Women who ask for pay rise less successful than men, UK poll reveals

Disparity is most evident among women in their 30s and older, and for those in working-class occupations

One in five women who ask for a pay rise are successful in receiving one compared with just under a third of men, polling has found.

A YouGov survey of more than 16,000 adults found that of the 40% of people who asked for a pay rise, just over a quarter succeeded.

But disparities are revealed when breaking down the data along gender lines. Forty-three per cent of men asked for a pay rise, compared with a third (33%) of women. Furthermore, 31% of men were successful, while just over a fifth (21%) of women received a salary increase.

The research found the chasm exists most prominently for those in their 30s and older.

For 18- to 29-year-olds in work, 18% of men and 16% of women have asked for a pay rise and received at least one. However, for adults in their 30s, just under a third (31%) of men who asked for a pay rise were successful, compared with 19% of women.

These disparities further existed along class lines, with the analysis finding that adults in more middle-class occupations are more likely to have asked for a pay rise and been successful than their counterparts in more working-class occupations.

The YouGov analysis comes after gender pay gap reporting was made mandatory by the government in 2017 for all companies with more than 250 employees.

In December, Guardian analysis showed that the gender pay gap reported to the government by the UK’s largest firms is widening, with women being paid a median hourly rate of 10.2% less than their male colleagues.

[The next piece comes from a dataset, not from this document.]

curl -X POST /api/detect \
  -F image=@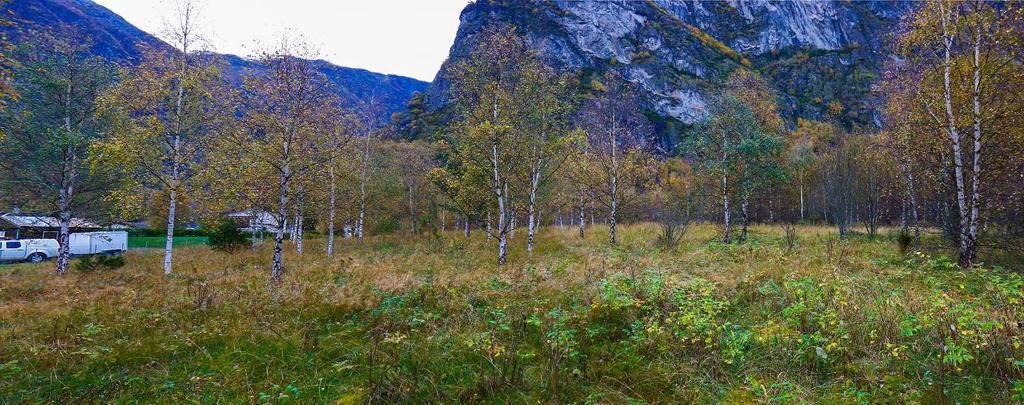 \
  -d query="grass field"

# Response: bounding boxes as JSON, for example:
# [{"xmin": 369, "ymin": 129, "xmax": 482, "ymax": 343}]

Jemima Olchawski, the chief executive of the Fawcett Society, said the UK had a “pernicious gender pay gap that needs to be tackled”.

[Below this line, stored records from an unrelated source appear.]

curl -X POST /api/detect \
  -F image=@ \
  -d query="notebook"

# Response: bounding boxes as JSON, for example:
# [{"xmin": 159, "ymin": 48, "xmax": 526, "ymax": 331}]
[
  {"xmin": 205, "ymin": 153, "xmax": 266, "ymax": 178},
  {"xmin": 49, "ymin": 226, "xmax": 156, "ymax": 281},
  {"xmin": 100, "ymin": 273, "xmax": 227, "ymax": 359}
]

She continued: “Detailed academic research disputes the idea that women are less likely to ask for a pay rise and instead finds that they ask at a similar rate, but typically get slightly less.

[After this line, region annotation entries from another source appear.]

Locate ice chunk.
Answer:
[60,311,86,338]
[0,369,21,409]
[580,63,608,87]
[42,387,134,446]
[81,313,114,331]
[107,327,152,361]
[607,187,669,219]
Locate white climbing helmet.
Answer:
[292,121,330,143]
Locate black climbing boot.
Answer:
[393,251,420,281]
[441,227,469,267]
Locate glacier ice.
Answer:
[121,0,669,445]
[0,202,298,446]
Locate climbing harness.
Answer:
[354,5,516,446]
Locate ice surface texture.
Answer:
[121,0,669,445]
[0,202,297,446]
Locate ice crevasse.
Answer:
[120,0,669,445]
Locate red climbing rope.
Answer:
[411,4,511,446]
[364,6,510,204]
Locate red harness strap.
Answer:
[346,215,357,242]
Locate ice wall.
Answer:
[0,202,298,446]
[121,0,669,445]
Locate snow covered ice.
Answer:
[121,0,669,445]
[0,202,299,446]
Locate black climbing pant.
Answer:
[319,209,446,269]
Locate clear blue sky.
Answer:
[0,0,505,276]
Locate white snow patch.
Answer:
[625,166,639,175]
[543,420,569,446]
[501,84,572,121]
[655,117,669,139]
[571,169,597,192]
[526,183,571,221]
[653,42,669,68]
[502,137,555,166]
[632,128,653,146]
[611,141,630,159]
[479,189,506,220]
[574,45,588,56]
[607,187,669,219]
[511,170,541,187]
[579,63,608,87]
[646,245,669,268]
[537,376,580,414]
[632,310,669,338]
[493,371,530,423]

“That said, it’s simply not right that women continue to be undervalued for the work they do – be that in paid work or caring responsibilities.

“This research suggests that a gender gap in asking opens in our 30s. That’s when most mothers have their first children – and with so many flexible working requests refused, we know too many mums feel precarious enough in getting work they can do, let along getting a raise. What you come into a job with matters too – it’s not just about pay rises and bonuses.”

Anthony Painter, the director of policy at the Chartered Management Institute, said the “confidence gap” was real and had “detrimental impacts for pay and progression for women”.

“You have to question whether the knock-back figures we see in this research are part of the reason,” he added.

A spokesperson from the government’s equalities hub said: “This government is committed to addressing pay inequality. Through our new pay transparency pilot, we will support organisations to provide salary details as standard on job advertisements.”